Located opposite the parliament building in the capital New Delhi, the Indian Council of Medical Research (ICMR) was established in 1911, with the main task of focusing on research.
In previous epidemics, India’s National Center for Disease Control (NCDC), which has many infectious disease experts, played a larger role.
Due to its role as a key medical advisor to Prime Minister Narendra Modi and the Indian Ministry of Health, ICMR is increasingly receiving criticism from independent doctors and scientists, in the context of India being the second largest epidemic area.
Family members of a Covid-19 patient at a crematorium in New Delhi, India, on April 21.
One of the issues that has drawn criticism from the ICMR is its drug recommendations.
Nearly a year after hydroxychloroquine was removed by the US from its Covid-19 treatment regimen, the drug is still in India’s guidelines.
`Doctors across the country started prescribing it, making big pharma happy. In the end, only poor patients suffered,` said Kalantri, a professor at Sevagram’s Mahatma Gandhi Institute of Medical Sciences
However, Aparna Mukherjee, senior scientist at ICMR, explains that many initial measures appear promising and ICMR’s guidelines are constantly being updated as experimental evidence emerges.
`It’s easy to criticize a decision. However, when you know the drug is likely to be effective, you can’t just because there’s a shortage say don’t use it,` Mukherjee said, adding that
However, criticism directed at ICMR does not stop there, they are also accused of hiding data on Covid-19 and the Delta variant, leaving doctors and experts disoriented.
In April, nearly 300 Indian scientists and medical researchers called on Prime Minister Modi to allow them access to data that could be useful for researching, predicting and preventing the spread of nCoV.
`No one outside the government has access to the ICMR database, perhaps many people in the government do not either. New pandemics can have unpredictable characteristics, but they cannot be controlled.`
ICMR conducted one of the most comprehensive serosurveys last year, including studying the existence of nCoV antibodies in different groups of people.
Due to a lack of critical information about the genomic makeup of local virus strains, along with testing data and immune responses to vaccines, India is left in the dark when it comes to the Delta variant, which was first discovered.
`Detailed data on antibody surveys, clinical severity, demographics and many other aspects are not yet publicly available.
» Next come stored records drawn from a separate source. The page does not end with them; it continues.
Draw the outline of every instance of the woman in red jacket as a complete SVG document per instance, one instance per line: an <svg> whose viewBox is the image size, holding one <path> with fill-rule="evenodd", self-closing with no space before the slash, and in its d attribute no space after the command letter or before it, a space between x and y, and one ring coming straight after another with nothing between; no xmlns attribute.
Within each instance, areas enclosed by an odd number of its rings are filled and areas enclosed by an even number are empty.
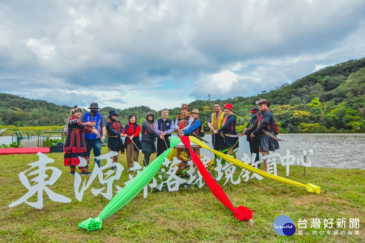
<svg viewBox="0 0 365 243"><path fill-rule="evenodd" d="M129 122L124 127L123 131L124 136L126 137L124 145L126 147L127 164L129 169L127 172L131 171L130 168L133 167L133 162L138 162L139 155L139 132L141 132L141 126L137 124L137 117L135 114L129 115L128 119Z"/></svg>

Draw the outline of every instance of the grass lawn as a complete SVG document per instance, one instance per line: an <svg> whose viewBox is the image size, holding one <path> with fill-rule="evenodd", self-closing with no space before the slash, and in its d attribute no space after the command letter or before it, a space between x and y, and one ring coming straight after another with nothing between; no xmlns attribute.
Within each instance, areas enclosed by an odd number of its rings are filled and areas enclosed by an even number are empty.
<svg viewBox="0 0 365 243"><path fill-rule="evenodd" d="M103 153L107 152L103 148ZM63 154L47 156L54 160L54 163L48 166L56 167L62 172L57 182L49 188L72 202L53 202L45 193L42 210L25 203L9 208L13 200L28 191L19 180L18 174L30 168L28 164L37 161L38 157L36 155L0 157L1 242L365 242L364 170L307 168L304 177L303 167L291 166L289 179L319 186L322 191L319 195L309 193L304 188L266 178L261 181L252 179L237 185L228 183L224 186L225 180L222 179L219 184L235 207L243 205L254 211L255 224L252 226L235 218L205 185L201 189L197 187L174 192L149 193L145 199L141 192L103 221L101 230L88 232L78 228L78 223L97 216L109 201L104 198L102 203L100 195L96 197L91 193L92 187L100 188L97 179L85 191L82 202L77 201L73 178L69 174L69 167L63 166ZM124 187L123 183L129 179L125 172L127 167L125 155L119 157L125 169L120 179L114 184ZM155 158L155 155L151 155L151 161ZM140 154L141 165L142 159ZM93 166L91 163L90 165L91 171ZM278 175L285 176L285 167L278 164L277 168ZM241 170L236 170L238 174L240 172ZM28 200L36 201L36 195ZM310 234L298 235L297 228L291 236L276 234L273 223L282 215L291 217L297 227L299 219L306 219L308 223L303 233L306 231ZM310 228L311 219L315 218L321 220L320 229ZM334 219L335 228L331 229L331 235L327 235L327 229L323 228L325 218ZM347 221L346 234L341 235L341 229L335 228L336 219L344 218ZM360 219L359 229L349 228L350 218ZM316 235L312 235L314 230ZM334 230L339 231L338 235L333 235ZM354 235L355 230L360 231L360 235ZM320 230L326 234L320 235ZM352 231L352 235L347 234L349 231Z"/></svg>

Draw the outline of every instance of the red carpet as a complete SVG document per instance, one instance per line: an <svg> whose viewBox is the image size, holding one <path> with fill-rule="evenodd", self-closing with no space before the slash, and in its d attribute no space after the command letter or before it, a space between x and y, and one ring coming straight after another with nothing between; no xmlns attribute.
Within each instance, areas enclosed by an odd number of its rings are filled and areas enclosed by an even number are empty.
<svg viewBox="0 0 365 243"><path fill-rule="evenodd" d="M49 148L0 148L0 155L8 154L36 154L40 152L43 154L49 153Z"/></svg>

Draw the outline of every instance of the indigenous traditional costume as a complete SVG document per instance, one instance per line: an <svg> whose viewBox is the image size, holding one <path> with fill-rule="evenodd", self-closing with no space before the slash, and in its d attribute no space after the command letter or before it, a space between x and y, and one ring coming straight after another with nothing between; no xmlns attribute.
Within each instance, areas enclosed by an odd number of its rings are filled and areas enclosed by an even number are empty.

Open data sources will facilitate better modeling, better preparation
ICMR scientist Mukherjee corrected that the data is not restricted, anyone who makes a suitable proposal can access it, but did not specify what criteria data access proposals need to meet.
With states easing restrictions even though only 6% of the population has been fully vaccinated, India is said to be at risk of suffering a third wave of Covid-19.
`The scientific community is clearly uneasy with the government’s handling of the pandemic, as well as the ambiguity in the process of consultation, consensus building, data sharing and decision-making,` said Lalit Kant, former leader of the pandemic.
A man bought Remdesivir in Jaipur city, India, in April. Photo: Hindustan Times.
On the front line of the epidemic in Sevagram, Dr. Kalantri is mainly concerned about the poor in rural areas, including many who fall into debt to buy medicine.
Remdesivir is approved for use in treating Covid-19 in the US and some other places, but the World Health Organization (WHO) assesses that there is not enough scientific basis for this method, because Remdesivir has not been proven.
Convalescent plasma therapy has also been on India’s Covid-19 treatment guidelines for many months, even though ICMR’s own research in November 2020 showed little benefit from plasma from people who had been infected.
`I am extremely sad and disappointed,` Kalantri said referring to ICMR, the `brain` of India’s anti-Covid-19 strategy.
Chandrakant Lahariya, an epidemiologist and public health expert in New Delhi, assessed that the pandemic has shown India’s failure to improve `weak and non-optimal` health agencies.
`What needs to be addressed is not simply responding to Covid-19, but improving India’s institutions to prepare for the future. That opportunity seems to be gone,` Lahariya said.